Onderwijs

‘Leeftijdverschil is niet zo belangrijk’

Daniël Petrarca kan niet alleen bogen op een illustere achternaam: hij begint al op zijn zestiende aan de opleiding elektrotechniek. En Gelas Karim is op haar zevenendertigste vastbesloten om aan de faculteit Technische Natuurwetenschappen (TNW) na een korte bachelor haar master te halen.

Twee opmerkelijke eerstejaars.

Daniël, waarom koos je voor de TU Delft?

Petrarca: “Ik heb ook op open dagen van andere universiteiten rondgelopen. Maar uiteindelijk ga ik in Delft studeren . precies zoals iedereen in mijn omgeving al had voorspeld. Ik ben een techneut: de reden dat ik elektrotechniek ga doen is domweg dat ik me dan intensief met elektrotechniek bezig kan houden. Dat gaf de doorslag, niet loopbaanplanning. Als ik deze studie niet zou kunnen doen, zou ik niet zo één-twee-drie een alternatief weten. Het is fantastisch om een ding in elkaar te knutselen dat ook nog eens iets doet.

Het feit dat mijn oorspronkelijk uit Joegoslavië afkomstige grootvader werktuigbouwkunde in Delft heeft gestudeerd, zal ook een rol hebben gespeeld. Als kind keek ik zeer tegen mijn opa op, ik vond hem een toonbeeld van intelligentie. En tenslotte: Delft is een prettige stad om te wonen.”

Hoe belangrijk is voor jullie allebei het leeftijdverschil met de andere studenten?
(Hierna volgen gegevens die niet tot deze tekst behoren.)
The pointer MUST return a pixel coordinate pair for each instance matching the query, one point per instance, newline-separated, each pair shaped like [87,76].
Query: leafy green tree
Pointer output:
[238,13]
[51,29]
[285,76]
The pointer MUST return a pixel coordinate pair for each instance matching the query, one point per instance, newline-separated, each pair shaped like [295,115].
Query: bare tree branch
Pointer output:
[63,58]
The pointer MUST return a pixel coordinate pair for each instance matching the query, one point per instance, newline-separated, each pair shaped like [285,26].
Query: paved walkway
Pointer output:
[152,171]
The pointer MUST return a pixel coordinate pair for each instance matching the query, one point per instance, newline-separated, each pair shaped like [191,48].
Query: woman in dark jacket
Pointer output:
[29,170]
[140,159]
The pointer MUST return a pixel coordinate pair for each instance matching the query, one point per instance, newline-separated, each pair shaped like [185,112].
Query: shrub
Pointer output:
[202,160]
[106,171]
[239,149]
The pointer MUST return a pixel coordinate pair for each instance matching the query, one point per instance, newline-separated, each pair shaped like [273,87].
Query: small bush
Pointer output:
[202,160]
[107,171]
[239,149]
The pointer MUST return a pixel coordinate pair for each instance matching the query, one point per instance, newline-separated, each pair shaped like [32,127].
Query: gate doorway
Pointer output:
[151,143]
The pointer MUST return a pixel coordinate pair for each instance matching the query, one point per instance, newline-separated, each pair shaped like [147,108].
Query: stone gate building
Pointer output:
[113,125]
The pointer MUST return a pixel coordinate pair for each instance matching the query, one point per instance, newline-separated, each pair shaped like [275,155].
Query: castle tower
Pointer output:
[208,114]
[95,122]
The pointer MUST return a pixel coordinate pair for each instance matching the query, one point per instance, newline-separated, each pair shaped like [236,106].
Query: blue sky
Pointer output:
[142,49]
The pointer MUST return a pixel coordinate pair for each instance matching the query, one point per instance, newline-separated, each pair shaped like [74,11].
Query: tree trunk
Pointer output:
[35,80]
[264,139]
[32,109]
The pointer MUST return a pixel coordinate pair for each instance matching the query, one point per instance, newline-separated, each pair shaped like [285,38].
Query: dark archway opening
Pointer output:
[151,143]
Petrarca: “Niet zo belangrijk. Ik heb weliswaar twee klassen overgeslagen, maar dat was op de basisschool, niet op het gymnasium. Hoogbegaafd? Zo voel ik me helemaal niet. Ja, vaak zie ik mensen van mijn leeftijd als ‘jonger’ dan ik, maar dan enkel op het intellectuele vlak.”

Karim: “Leeftijdsverschil? Ach, ik ga me bezighouden met wetenschap, niet met modellenwerk! Maar of ik als moeder van twee kinderen tijd zal hebben voor een studentenvereniging, is de vraag. Ik vind leeftijd wel belangrijk in de zin dat ik rustiger geworden ben. Ik zal me beter op mijn studie kunnen concentreren dan in de tijd dat ik twenty-something was.”

Gelas, je gaat aan de faculteit TNW eerst een speciale bachelor van zes maanden doen, daarna een master. Weet je al welke?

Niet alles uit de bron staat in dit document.